これだけではなく、蔵瀉により臓腑を論じることによって、比較的高い学術的価値がある。『黄帝内経・五臓別論』には、臓腑の機能は蔵瀉の違いがあるが、両者は相互に依存し、相反するけれども同一性があると述べられている。張g氏がいったように:“精気化于腑而蔵于臓、非腑之化則精気竭、非臓之蔵則精気瀉。” 臓の蔵がないと生命活動を維持する物質は適当に保留することができず、生命の活動は行うこともできなくなる。腑の瀉の遂行も不可能となる。腑の瀉がないと精気を作り出すことはできず、臓の蔵も存在しない。この蔵と瀉は、生命の陰陽の対立と統一の概念を包括しており、互いに調和して、動いている。
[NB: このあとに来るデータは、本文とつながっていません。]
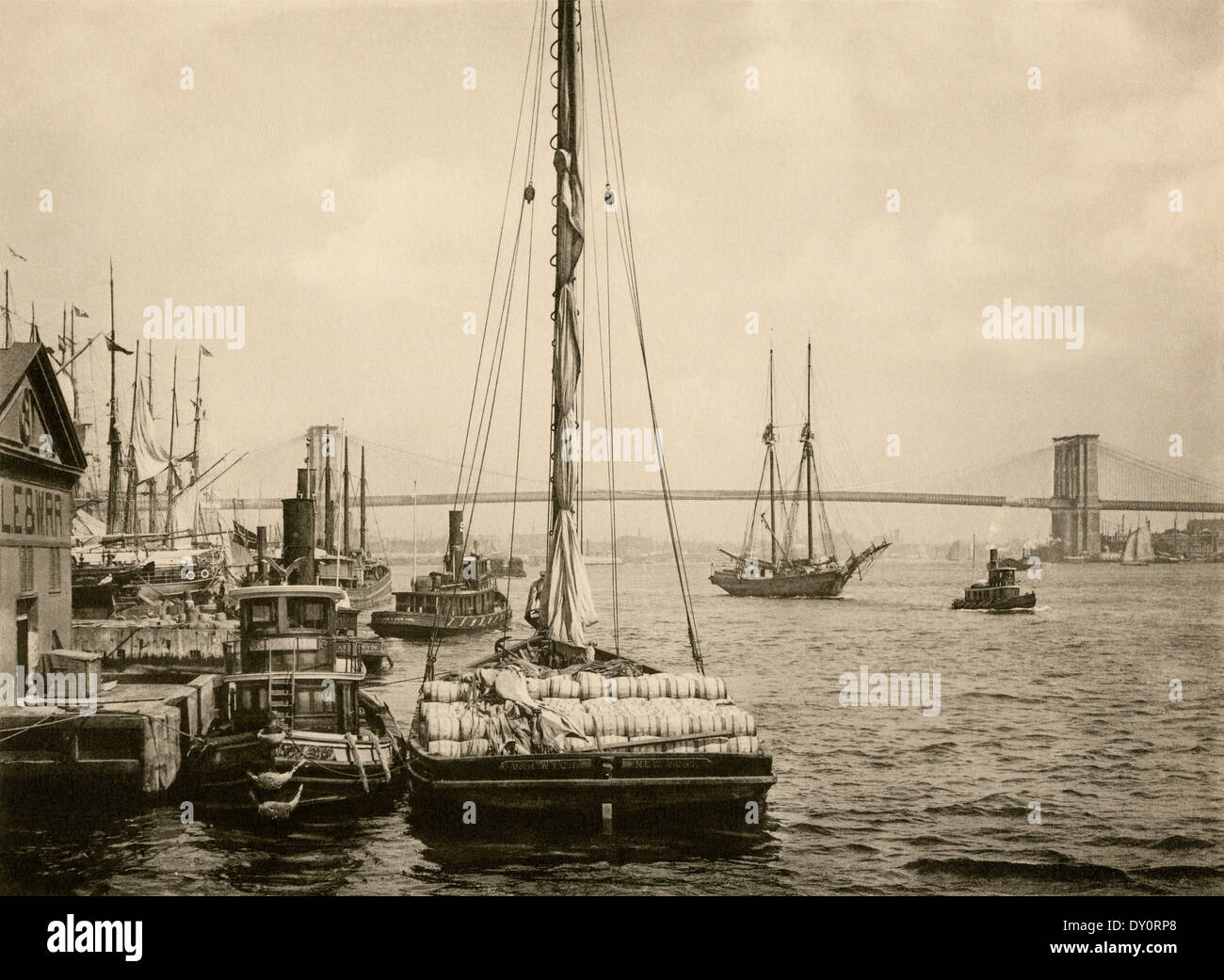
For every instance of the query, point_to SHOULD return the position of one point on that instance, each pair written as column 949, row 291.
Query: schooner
column 818, row 575
column 562, row 726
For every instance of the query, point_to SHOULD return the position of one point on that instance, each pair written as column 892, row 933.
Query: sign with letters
column 31, row 514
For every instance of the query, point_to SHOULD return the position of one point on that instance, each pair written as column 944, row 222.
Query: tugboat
column 1137, row 550
column 363, row 580
column 444, row 602
column 558, row 731
column 293, row 728
column 999, row 593
column 783, row 576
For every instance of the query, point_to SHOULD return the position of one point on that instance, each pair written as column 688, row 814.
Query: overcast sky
column 767, row 201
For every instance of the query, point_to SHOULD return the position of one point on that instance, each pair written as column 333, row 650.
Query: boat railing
column 298, row 653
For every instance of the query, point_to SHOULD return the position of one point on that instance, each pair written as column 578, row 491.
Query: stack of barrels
column 607, row 711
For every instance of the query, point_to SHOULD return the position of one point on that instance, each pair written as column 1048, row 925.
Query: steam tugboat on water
column 999, row 592
column 294, row 730
column 445, row 602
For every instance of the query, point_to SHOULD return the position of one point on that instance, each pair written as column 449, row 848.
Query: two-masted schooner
column 166, row 548
column 783, row 575
column 1138, row 550
column 559, row 726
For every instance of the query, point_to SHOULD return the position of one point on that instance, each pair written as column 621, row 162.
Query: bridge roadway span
column 874, row 497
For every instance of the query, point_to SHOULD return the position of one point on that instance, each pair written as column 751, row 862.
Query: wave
column 972, row 868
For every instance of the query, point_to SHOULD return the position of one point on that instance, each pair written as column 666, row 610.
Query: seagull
column 272, row 780
column 274, row 809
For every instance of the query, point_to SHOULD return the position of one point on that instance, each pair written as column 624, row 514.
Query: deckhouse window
column 307, row 615
column 262, row 616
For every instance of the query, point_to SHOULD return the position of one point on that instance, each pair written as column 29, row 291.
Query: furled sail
column 570, row 608
column 152, row 457
column 1143, row 551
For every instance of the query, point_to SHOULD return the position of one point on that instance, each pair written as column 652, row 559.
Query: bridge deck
column 873, row 497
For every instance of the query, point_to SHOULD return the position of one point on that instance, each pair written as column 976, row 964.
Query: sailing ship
column 294, row 730
column 558, row 727
column 1138, row 550
column 999, row 592
column 460, row 599
column 130, row 555
column 782, row 575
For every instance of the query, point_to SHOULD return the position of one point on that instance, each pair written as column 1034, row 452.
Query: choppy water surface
column 1068, row 707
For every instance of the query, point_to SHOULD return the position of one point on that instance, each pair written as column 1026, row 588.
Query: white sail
column 152, row 456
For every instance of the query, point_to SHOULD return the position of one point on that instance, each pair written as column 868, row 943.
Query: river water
column 1065, row 715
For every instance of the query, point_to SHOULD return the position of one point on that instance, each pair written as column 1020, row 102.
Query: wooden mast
column 174, row 419
column 195, row 438
column 807, row 452
column 113, row 438
column 362, row 532
column 152, row 481
column 344, row 518
column 131, row 525
column 329, row 506
column 770, row 462
column 76, row 408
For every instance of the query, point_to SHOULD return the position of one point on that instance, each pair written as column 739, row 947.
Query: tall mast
column 195, row 438
column 363, row 501
column 770, row 462
column 344, row 519
column 329, row 505
column 113, row 438
column 130, row 523
column 807, row 450
column 174, row 419
column 152, row 481
column 566, row 619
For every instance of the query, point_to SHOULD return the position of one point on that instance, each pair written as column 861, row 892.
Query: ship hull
column 370, row 595
column 813, row 585
column 590, row 791
column 1008, row 604
column 423, row 625
column 219, row 779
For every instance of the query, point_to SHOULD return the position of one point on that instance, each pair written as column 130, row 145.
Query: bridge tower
column 1075, row 517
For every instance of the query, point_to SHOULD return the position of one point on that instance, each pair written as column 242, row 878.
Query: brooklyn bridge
column 1089, row 476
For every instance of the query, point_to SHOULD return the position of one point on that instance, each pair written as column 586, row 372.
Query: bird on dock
column 272, row 780
column 276, row 811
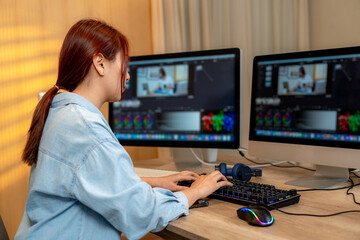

この考えは人体の新陳代謝の方式を研究することに対し、生命の奥義を探索する重要なことを示唆している。
臓腑蔵瀉の関連性
また、臓腑には蔵と瀉の機能の相違性があるという認識は、その生理機能の特徴を区別することのみに言及しており、完全に対立し、絶対的なものではないとある。実際に五臓の貯蔵には瀉があって、六腑の瀉には貯蔵がある、『黄帝内経・五臓別論』に“魄門亦為五臓使、水穀不得久蔵”という観念はとても巧みにこの観点を明確にした。したがって、臓蔵と腑瀉に対して弁証的に、臨機応変に見極める必要がある。
『黄帝内経』は蔵瀉論により臓腑の基本概念を確立したため、中医学理論の発展において基礎を定め、臨床にも重要な指導的価値がある。